# Double basket on Amazon the same as Happy Donkey?



## autopilot (Apr 4, 2013)

http://www.amazon.co.uk/Gaggia-Stainless-Pressurised-Espresso-Machines/dp/B004ZER1TA/ref=sr_1_1?ie=UTF8&qid=1365188873&sr=8-1&keywords=Gaggia+classic+basket

In the description it says "Stainless Double filter basket. *Allows the use of ESE 12/14g 55mm coffee pods* on your Gaggia espresso machine."

Is this a normal double basket, as sold on Happy Donkey, or is it only for pods?

Thanks


----------



## The Systemic Kid (Nov 23, 2012)

Doesn't look like a ridged stock Gaggia basket. Have a look at CoffeeHit. They do a pukka Gaggia one for a fiver plus postage.


----------



## Glenn (Jun 14, 2008)

These are much better than the standard Gaggia Baskets (which are the same as the ones on Happy Donkey)

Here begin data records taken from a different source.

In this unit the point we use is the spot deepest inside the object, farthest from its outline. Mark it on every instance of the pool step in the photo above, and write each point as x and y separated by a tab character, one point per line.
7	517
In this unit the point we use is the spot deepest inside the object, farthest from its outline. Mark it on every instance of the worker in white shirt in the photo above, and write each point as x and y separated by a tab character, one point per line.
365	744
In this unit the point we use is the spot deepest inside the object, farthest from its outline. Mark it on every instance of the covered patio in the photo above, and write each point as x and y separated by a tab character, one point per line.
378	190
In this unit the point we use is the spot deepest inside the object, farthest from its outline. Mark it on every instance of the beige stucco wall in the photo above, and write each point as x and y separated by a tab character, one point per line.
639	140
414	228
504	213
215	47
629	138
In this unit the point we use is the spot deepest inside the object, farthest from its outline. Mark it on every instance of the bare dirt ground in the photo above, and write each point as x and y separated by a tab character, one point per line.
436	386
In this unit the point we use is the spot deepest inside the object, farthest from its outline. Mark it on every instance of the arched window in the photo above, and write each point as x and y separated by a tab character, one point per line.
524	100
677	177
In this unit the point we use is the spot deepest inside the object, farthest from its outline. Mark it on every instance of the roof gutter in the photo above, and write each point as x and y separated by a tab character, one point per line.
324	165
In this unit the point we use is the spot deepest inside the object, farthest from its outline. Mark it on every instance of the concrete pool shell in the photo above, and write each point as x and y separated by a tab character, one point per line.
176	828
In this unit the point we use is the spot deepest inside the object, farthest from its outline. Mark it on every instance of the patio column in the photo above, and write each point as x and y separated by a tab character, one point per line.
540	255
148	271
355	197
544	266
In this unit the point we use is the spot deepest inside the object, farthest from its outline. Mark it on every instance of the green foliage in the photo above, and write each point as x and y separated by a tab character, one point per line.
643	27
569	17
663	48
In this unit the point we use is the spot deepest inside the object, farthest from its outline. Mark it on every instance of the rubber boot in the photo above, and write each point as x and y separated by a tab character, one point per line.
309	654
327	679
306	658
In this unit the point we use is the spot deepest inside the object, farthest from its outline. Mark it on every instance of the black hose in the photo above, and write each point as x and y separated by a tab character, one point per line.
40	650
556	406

http://www.coffeehit.co.uk/la-marzocco-basket-17g/p863

I appreciate they are double the price but once you have used them you will never want to back to standard baskets


----------



## autopilot (Apr 4, 2013)

Thanks for the replies. Still unsure if the item on Amazon is ok or it's only for pods. Or do they do both?


----------



## Glenn (Jun 14, 2008)

This will work with ESE pods but better to use a specific filter basket for pods (shallower and smaller extraction area)


----------



## autopilot (Apr 4, 2013)

Glenn said:


> This will work with ESE pods but better to use a specific filter basket for pods (shallower and smaller extraction area)


Cheers. Not actually interested in pods, just wondering if its as good as the Happy Donkey one?


----------



## Glenn (Jun 14, 2008)

Without seeing it and holding it hard to tell

For reliability go with Happy Donkey or CoffeeHit.


----------



## rodabod (Dec 4, 2011)

Glenn, do you really reckon the La Marzocco and VST baskets are noticeably superior to "standard" baskets?

I don't really have any extraction problems which I can see currently with my standard basket, so I just can't really see how it could make much difference. Maybe I should just give it a go.


----------



## Glenn (Jun 14, 2008)

If you're happy with the current baskets then no 'need' to change. It can create a level of frustration whilst getting used to these baskets also.

But the answer is yes. Would I go back to the stock baskets? No chance!


----------



## rodabod (Dec 4, 2011)

I think I might to try one out, given that they aren't too pricey. I can get shot of it on here if I don't notice a great improvement!

Thanks.


----------



## oversleep (Nov 2, 2012)

I use this one... http://www.gallacoffee.co.uk/acatalog/double-filter-basket.html

I have no chance to compare this with others....

However, the basket looks sturdy and well build.


----------